# GT: Indiana (5-7) at Dallas (6-7)



## t1no (Jul 10, 2005)

*Indiana (5-7) at Dallas (6-7)*
# Game info: 8:30 pm EST Tue Nov 25, 2008
# TV: FSIN, KTXA​


> Rick Carlisle led the Indiana Pacers to one of their most successful seasons in franchise history, but was fired three years later after the first of what is now three straight seasons without a postseason berth.
> 
> Carlisle faces his former team for the first time Tuesday when he and the Dallas Mavericks look to win their fifth straight.
> 
> ...


http://sports.yahoo.com/nba/preview?gid=2008112506


----------



## t1no (Jul 10, 2005)

*Mavericks find a way to win, 109-106*



> The Mavericks found the perfect recipe for busting a win streak Tuesday night.

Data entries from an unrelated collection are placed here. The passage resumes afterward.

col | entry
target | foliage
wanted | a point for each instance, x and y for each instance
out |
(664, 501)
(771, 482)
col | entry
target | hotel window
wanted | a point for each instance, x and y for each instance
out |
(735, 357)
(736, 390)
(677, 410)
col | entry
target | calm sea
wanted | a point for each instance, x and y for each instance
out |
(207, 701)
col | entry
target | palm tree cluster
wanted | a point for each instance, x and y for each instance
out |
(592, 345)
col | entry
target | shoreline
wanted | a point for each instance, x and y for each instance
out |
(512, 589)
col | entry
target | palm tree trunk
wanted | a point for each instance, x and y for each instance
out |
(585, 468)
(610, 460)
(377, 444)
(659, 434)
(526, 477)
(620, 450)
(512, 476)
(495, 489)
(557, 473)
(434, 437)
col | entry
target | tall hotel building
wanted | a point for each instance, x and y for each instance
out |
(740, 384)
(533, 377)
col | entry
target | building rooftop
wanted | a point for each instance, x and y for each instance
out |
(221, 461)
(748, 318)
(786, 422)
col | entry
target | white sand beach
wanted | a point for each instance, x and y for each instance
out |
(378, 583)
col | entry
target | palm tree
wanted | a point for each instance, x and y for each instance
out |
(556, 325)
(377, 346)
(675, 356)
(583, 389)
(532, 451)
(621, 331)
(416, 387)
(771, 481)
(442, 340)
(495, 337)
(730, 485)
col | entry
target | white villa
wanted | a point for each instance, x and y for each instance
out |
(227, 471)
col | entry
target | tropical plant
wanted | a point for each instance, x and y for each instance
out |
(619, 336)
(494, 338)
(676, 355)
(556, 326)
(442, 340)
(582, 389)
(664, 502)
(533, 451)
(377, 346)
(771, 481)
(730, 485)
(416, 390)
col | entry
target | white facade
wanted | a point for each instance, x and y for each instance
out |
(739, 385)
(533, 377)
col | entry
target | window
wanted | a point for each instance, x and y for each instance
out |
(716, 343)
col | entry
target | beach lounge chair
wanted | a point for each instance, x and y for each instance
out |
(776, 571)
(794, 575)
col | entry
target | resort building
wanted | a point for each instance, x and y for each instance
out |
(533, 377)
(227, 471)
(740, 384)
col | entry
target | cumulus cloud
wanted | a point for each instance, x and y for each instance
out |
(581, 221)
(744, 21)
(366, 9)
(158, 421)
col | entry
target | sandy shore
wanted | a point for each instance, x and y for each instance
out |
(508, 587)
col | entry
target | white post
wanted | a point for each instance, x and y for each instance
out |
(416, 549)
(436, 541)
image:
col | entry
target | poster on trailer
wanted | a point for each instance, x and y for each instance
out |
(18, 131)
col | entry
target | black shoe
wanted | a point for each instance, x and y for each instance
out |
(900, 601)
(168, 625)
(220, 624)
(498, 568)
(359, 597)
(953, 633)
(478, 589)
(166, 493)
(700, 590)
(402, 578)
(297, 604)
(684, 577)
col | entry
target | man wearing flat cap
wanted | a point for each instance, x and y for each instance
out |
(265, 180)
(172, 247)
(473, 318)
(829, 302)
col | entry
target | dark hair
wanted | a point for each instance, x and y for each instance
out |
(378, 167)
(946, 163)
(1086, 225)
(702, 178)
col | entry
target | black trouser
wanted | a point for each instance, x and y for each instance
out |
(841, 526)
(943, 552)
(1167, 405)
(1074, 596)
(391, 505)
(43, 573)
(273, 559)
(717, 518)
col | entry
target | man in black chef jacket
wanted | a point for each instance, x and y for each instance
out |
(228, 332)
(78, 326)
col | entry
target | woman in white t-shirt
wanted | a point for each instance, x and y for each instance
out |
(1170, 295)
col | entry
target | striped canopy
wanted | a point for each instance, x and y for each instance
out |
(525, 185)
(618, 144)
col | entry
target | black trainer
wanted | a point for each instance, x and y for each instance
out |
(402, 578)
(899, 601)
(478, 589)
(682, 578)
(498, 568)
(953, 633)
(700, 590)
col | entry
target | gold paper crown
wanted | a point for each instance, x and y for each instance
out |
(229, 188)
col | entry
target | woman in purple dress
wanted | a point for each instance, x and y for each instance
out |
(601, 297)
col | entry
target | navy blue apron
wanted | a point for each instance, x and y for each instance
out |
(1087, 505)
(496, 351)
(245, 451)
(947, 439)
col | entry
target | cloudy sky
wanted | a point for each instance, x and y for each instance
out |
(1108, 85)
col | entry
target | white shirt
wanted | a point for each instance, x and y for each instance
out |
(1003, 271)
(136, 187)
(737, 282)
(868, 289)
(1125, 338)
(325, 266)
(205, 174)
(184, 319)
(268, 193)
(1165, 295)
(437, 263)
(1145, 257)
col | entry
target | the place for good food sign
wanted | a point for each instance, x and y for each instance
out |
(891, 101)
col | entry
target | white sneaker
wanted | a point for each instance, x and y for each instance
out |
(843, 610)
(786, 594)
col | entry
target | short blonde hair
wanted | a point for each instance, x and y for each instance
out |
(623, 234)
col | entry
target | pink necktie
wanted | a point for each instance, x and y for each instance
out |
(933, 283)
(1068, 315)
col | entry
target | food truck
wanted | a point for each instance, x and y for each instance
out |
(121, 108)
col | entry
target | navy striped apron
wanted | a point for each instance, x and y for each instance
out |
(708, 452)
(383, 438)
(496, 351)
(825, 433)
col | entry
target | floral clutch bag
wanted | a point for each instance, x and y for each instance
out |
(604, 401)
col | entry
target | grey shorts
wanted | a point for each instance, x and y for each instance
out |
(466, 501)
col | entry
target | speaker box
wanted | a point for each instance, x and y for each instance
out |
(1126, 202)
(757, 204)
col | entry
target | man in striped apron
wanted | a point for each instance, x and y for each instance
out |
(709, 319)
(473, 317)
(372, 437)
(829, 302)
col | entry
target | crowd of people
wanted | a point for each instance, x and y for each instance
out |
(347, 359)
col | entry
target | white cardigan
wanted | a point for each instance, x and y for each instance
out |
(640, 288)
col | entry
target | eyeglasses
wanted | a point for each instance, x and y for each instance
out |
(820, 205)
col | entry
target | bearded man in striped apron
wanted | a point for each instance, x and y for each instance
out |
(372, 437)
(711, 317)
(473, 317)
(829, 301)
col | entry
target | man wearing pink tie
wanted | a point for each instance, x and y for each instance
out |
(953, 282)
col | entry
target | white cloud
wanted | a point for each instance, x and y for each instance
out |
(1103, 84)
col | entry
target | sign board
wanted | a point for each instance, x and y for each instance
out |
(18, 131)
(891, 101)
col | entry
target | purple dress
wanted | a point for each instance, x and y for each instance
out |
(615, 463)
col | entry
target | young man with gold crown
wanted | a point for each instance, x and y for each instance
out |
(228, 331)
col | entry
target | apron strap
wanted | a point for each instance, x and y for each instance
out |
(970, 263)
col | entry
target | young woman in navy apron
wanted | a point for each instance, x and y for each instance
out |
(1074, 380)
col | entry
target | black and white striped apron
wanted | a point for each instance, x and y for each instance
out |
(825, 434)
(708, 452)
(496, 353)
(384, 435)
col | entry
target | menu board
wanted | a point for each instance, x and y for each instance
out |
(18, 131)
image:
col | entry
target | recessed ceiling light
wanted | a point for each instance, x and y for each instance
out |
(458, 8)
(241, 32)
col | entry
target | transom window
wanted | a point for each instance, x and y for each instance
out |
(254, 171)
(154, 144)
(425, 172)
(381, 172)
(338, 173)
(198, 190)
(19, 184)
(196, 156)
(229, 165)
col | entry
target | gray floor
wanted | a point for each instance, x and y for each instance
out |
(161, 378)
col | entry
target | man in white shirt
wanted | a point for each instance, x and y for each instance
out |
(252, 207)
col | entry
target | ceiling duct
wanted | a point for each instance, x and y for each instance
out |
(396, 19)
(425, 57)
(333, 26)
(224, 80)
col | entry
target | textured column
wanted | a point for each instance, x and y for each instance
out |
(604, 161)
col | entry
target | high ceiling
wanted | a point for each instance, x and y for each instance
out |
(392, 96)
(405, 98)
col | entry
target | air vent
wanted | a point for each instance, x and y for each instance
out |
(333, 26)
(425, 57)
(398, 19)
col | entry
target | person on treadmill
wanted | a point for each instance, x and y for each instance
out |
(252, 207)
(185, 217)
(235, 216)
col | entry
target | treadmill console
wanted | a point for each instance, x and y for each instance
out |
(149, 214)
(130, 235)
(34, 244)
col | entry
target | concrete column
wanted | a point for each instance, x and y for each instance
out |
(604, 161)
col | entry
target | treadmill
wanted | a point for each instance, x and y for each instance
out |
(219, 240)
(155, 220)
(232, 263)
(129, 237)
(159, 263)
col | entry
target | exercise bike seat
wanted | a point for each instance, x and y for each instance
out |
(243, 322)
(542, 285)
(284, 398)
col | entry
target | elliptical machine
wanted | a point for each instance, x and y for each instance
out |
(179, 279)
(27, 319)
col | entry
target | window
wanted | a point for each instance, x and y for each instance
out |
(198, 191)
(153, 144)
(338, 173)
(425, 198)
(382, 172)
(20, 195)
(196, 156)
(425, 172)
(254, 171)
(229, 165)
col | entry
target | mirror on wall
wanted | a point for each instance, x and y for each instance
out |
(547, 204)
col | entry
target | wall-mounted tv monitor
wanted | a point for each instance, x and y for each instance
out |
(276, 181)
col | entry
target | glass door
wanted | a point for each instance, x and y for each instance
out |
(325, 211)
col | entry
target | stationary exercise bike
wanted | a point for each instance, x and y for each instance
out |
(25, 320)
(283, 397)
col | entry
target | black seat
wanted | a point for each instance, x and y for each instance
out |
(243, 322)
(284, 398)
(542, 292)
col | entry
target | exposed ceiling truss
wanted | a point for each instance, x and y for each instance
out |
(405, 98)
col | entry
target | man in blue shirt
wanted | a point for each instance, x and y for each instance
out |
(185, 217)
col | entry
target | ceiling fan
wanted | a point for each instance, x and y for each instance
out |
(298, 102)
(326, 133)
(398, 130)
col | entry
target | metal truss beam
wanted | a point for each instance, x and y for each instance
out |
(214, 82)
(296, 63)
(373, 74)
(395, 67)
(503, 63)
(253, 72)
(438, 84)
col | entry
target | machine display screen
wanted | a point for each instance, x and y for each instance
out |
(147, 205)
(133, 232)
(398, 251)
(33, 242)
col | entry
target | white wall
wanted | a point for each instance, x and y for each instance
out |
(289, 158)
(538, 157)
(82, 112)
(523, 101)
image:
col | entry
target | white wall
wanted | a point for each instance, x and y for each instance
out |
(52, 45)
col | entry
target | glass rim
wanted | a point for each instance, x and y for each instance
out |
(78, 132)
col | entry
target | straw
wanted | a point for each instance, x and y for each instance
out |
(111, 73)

Just forget how to rebound, shoot horribly from 3-point range and let the opponent get plenty of open looks at the basket.
> 
> And yet, somehow the Mavericks now have won five in a row.
> 
> ...


http://mavsblog.dallasnews.com/archives/2008/11/mavericks-find-a-way-to-win-109106.html


----------



## croco (Feb 14, 2005)

5 in a row... still not impressed though.


----------



## edwardcyh (Dec 13, 2005)

5 in the row!?!?!

That's more like .500 basketball...


----------



## croco (Feb 14, 2005)

edwardcyh said:


> 5 in the row!?!?!
> 
> That's more like .500 basketball...


Why do I feel the need to bring up the Cowboys every time I see you nowadays ? :sadbanana:


----------



## VeN (May 10, 2005)

they eek by the crappy pacers and ppl are excited? meh


----------



## t1no (Jul 10, 2005)

Sure, especially after going 2-7.


----------